We Are Not in the Golden Age of Staring at Fire
People say the fire is good. I do not want to be that one who says the fire is not good. You know that one: Fire is so stupid and worthless, he says, I don't even use fire. I eat my meat raw, and I certainly don't have time to stare into flames.
I like staring into the fire. The sun goes down, the insects sing, the moon rises—and there is the fire, burning, orange. The flames licking like tongues, or possibly they genuinely are tongues, flaring out of otherwise invisible mouths of the spirit world. But I do not hear or understand their language, no matter how long I stare. I am uncomprehending.
Now, though, it seems as if everyone wants to impute something greater to the fire. They cannot stop talking about it. Do you remember when that big log burned through in the middle and crashed down?
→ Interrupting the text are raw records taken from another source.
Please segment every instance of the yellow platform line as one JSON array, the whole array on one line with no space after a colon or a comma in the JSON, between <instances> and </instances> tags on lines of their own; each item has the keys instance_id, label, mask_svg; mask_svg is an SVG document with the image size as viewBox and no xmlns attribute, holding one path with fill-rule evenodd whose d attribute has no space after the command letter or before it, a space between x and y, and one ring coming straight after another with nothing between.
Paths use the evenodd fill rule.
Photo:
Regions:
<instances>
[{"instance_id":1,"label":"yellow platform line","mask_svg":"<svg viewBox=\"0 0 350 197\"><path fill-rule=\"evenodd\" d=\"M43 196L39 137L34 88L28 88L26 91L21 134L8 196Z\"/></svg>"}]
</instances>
All those sparks rushing upward at once! Or earlier when the wind got into the middle of it, and the fire guttered and rattled, and the smoke was thrown in everyone's faces?
I do remember that, but why do we have to talk about it? Fire is for staring at. People used to understand that the fire-staring was simply fire-staring. Nobody tried to claim we were in a golden age of fire. Today's flames are no brighter. The sparks don't soar any higher. But people blather on and on.
It's not about the uselessness of it. Of course it is useless. You could be thinking of ways to distract the cave bear tomorrow, so that your comrades can stab it with their spears. You could be chipping new flints to make the spear points. Or propitiating the God of the Bears. But you stare into the fire.
I certainly do. The fire is warm on my eyeballs; I barely blink. The deep white-orange pulse in the heart of the coals beats, now steadily, now irregularly. See? Now I am falling into this trap, too. The trap of talking about the fire. Enough idle discussion. Stare. Be still. The moon is transiting the sky. There are the flames, leaping. Stare at them. It is what we do.